Scientists have discovered 4.5 billion-year-old volcanic rocks on Canada's Baffin Island, rocks that were born less than 50 million years after the solar system formed.
The rock formations, called flood basalts, were created by volcanic eruptions and contain pieces of the Earth's early mantle previously thought to have been regularly destroyed by natural processes,
Live Science reported.
"The fact that these materials have survived through 4.5 billion years of dynamic Earth activity tells us something about the nature and limits of motion in Earth's interior, the source of flood [volcanic] basalt events and eventually about the processes that formed the Earth," said study co-researcher Richard Carlson, director of the Department of Terrestrial Magnetism at the Carnegie Institution for Science in Washington, D.C.
Scientists previously thought the early mantle was destroyed as it melted and mixed with newer materials during collisions with other bodies in space.
Studying isotopes of tungsten, however, they were able to date pieces trapped the much younger lava flow to about 50 million years after the formation of the solar system.
“What we’ve found are surviving parts of Earth’s primitive mantle that have been preserved for four and a half billion years, and I think that’s kind of exciting!” said Richard Walker, a University of Maryland Professor of Geology,
according to Canada Journal.
The radioactive element hafnium, which was present at the time of the solar system's birth, but is now extinct, decays into tungsten.
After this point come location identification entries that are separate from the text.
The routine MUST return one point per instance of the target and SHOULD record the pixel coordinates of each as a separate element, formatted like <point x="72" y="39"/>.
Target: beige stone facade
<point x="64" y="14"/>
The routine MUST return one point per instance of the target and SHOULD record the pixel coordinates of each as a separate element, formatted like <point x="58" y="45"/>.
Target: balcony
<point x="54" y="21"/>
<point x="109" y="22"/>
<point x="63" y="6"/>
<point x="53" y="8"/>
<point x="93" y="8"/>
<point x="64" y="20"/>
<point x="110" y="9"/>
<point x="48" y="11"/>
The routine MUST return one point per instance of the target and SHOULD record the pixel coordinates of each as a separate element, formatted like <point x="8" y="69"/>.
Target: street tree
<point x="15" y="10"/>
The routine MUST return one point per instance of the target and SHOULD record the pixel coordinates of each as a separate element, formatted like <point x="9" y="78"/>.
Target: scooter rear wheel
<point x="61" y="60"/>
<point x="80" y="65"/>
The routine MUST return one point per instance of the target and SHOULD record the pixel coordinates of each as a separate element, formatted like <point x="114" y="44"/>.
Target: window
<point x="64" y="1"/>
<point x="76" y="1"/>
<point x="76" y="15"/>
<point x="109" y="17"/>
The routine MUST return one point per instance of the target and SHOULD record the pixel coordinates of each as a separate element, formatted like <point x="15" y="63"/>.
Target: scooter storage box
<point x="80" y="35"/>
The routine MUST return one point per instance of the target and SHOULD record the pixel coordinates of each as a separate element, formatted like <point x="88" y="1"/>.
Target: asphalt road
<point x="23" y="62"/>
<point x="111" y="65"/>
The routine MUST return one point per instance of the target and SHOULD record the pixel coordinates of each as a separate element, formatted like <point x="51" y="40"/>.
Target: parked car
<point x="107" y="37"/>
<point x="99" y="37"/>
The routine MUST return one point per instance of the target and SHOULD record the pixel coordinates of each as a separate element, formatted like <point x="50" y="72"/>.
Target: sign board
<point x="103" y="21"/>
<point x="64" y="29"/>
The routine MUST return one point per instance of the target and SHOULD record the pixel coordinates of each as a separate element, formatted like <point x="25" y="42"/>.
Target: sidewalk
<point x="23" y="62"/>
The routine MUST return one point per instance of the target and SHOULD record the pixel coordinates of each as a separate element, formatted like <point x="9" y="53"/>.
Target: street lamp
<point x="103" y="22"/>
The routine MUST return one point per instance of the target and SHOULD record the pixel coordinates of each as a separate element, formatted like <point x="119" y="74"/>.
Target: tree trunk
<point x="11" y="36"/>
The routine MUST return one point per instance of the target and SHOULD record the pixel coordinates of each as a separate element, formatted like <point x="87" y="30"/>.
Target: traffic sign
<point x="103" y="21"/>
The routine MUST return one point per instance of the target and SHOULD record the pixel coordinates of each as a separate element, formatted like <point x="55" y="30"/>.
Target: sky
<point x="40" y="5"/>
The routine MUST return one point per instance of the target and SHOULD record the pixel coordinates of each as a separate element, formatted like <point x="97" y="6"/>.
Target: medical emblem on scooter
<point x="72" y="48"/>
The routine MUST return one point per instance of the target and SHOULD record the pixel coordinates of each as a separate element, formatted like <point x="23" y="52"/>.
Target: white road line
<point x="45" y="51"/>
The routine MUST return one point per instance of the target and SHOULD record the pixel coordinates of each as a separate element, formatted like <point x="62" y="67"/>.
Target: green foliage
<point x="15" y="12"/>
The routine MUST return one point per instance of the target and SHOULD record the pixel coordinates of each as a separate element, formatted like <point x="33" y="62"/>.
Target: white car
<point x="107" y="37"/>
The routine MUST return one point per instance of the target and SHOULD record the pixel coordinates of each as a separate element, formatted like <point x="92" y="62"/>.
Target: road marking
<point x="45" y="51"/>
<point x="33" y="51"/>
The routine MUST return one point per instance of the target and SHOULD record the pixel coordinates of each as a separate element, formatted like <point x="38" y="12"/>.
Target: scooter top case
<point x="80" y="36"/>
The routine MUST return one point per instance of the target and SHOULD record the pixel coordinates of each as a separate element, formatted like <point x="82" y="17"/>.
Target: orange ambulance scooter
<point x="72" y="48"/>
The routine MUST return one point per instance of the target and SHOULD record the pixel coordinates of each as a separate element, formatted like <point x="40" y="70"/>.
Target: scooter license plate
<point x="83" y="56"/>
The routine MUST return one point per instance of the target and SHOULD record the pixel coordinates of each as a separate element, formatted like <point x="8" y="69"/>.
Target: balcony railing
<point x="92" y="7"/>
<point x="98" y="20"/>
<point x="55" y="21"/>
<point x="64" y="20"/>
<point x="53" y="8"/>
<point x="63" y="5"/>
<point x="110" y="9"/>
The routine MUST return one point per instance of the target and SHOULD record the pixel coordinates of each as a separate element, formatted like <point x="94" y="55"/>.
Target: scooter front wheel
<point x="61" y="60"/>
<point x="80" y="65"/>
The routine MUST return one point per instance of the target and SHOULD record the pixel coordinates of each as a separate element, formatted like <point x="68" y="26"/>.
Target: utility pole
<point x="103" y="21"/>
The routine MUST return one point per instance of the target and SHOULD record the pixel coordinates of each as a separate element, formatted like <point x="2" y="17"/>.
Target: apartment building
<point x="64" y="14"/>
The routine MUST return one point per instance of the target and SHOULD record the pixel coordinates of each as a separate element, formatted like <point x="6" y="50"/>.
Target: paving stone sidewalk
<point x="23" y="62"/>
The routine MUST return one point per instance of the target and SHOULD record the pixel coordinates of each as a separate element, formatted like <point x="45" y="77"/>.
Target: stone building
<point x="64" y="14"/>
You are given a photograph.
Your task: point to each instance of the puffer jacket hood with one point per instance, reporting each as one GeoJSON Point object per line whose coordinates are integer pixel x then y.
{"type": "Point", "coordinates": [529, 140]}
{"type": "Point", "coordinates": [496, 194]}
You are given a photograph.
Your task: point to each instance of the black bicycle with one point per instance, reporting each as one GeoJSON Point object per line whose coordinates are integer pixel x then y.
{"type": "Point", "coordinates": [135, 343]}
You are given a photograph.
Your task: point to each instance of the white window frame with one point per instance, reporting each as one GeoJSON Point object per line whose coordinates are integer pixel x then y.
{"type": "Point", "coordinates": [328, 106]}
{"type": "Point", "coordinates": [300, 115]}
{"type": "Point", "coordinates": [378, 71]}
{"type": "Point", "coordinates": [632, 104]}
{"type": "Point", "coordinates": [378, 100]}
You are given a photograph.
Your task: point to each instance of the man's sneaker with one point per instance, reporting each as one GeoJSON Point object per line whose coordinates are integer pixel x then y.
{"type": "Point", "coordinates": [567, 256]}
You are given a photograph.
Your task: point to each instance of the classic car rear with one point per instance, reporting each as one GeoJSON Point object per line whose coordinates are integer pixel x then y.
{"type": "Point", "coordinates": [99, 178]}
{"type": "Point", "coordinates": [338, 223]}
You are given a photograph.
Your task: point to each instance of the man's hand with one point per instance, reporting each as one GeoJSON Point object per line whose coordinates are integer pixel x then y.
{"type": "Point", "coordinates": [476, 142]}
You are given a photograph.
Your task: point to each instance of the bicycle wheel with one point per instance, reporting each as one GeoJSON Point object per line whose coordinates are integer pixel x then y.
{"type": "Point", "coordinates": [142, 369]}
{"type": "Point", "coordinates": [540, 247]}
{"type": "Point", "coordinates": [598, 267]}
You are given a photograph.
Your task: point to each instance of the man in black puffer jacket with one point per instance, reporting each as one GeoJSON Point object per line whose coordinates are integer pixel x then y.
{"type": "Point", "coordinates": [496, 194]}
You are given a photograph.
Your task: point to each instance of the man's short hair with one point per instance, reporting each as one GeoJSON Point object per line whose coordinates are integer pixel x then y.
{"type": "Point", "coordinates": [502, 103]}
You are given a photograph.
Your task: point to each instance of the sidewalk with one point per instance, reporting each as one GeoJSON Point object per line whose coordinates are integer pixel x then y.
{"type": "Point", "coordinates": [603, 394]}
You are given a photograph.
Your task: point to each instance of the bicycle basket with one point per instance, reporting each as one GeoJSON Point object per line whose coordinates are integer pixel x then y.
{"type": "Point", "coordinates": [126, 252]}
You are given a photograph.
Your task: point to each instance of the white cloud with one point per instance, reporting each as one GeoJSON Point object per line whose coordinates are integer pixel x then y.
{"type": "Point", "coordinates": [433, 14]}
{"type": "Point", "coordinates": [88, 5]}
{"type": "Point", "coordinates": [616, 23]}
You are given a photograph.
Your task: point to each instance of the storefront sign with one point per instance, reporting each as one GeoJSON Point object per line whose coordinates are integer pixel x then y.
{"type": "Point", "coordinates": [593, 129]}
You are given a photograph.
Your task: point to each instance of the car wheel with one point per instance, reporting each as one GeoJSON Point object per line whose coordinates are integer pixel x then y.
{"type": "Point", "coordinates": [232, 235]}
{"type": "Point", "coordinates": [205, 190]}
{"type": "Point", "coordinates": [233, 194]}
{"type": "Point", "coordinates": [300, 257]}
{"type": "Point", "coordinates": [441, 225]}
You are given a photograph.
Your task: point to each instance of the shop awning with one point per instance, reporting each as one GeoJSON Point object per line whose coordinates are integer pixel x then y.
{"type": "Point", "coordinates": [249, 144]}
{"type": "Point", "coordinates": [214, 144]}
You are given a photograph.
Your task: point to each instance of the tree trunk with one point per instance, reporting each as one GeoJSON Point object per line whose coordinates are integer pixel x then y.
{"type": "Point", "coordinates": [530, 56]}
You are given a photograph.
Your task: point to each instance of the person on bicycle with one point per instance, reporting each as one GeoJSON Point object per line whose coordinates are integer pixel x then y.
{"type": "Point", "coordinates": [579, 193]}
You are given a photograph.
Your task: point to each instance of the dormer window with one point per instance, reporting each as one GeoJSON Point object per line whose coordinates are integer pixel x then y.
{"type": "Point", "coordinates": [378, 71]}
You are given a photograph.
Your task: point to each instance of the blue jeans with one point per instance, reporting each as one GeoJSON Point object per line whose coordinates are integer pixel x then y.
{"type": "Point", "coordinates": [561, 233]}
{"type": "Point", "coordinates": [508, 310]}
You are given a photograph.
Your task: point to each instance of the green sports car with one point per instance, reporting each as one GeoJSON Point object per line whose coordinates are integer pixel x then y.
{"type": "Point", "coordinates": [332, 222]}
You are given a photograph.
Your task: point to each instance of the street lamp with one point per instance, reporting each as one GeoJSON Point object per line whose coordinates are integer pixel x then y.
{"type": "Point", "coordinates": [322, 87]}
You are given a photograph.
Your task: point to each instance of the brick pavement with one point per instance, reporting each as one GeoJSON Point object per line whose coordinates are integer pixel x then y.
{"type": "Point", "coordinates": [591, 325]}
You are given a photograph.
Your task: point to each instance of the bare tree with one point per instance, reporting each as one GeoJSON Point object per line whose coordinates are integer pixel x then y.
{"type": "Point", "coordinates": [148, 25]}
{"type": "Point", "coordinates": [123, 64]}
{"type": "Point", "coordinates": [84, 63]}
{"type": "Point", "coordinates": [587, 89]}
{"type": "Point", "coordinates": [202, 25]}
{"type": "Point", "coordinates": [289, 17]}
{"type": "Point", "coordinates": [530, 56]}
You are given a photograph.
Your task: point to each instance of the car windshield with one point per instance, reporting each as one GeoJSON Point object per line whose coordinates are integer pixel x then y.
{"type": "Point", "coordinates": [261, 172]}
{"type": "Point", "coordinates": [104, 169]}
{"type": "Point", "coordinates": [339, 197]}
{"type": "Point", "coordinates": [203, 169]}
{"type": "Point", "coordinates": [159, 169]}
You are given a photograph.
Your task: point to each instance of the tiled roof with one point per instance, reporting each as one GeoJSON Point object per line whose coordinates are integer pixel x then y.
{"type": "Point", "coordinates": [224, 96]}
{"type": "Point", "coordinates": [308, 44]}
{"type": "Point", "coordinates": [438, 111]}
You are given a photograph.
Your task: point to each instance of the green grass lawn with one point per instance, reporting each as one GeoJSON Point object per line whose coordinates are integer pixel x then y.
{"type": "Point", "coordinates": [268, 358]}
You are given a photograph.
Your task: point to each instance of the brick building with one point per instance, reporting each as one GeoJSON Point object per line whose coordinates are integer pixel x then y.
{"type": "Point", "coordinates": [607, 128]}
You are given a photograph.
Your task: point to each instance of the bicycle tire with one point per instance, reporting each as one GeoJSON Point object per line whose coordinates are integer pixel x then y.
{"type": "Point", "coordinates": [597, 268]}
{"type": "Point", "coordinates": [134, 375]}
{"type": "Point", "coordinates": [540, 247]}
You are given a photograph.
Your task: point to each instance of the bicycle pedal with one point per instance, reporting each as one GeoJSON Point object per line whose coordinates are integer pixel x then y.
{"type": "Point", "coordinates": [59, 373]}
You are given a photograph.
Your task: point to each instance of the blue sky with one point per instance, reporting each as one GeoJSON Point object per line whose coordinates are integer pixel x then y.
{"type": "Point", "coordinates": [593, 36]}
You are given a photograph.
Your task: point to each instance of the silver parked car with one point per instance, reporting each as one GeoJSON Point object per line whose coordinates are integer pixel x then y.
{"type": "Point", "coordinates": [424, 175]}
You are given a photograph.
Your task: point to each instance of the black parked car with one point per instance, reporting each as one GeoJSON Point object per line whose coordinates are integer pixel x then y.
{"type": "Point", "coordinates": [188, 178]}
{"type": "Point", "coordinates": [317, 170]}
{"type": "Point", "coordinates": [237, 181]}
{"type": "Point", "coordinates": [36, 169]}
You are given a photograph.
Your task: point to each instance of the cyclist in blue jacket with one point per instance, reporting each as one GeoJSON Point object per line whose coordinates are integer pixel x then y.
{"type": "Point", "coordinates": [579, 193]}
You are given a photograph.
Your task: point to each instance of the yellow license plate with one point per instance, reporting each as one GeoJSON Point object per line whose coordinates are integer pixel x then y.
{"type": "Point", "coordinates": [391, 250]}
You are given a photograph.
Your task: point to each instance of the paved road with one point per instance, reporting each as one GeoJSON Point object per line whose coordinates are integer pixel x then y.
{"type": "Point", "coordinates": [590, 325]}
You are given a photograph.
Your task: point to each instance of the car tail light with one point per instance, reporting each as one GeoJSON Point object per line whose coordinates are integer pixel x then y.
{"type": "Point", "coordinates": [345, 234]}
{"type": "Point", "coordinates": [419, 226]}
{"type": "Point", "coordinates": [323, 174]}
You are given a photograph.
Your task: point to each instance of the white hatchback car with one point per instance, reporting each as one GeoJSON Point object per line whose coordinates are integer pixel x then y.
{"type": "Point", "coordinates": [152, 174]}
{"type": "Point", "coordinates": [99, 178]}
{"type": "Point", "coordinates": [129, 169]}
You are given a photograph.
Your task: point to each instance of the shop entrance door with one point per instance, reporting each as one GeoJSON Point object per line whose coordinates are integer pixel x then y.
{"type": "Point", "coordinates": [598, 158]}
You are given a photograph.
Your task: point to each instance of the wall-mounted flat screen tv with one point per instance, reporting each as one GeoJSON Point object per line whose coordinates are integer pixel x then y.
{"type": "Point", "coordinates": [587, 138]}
An abundance of tungsten helped researchers date the materials.
"The survival of this material would not be expected given the degree to which plate tectonics has mixed and homogenized the planet's interior over the past 4.5 billion years, so these findings are a wonderful surprise," Carlson said,
according to The Daily Mail.
The study involved researchers from the University of Maryland, University of Quebec at Montreal, Carnegie Institution for Science, University of California–Davis, McGill University, and the University of California–Santa Barbara.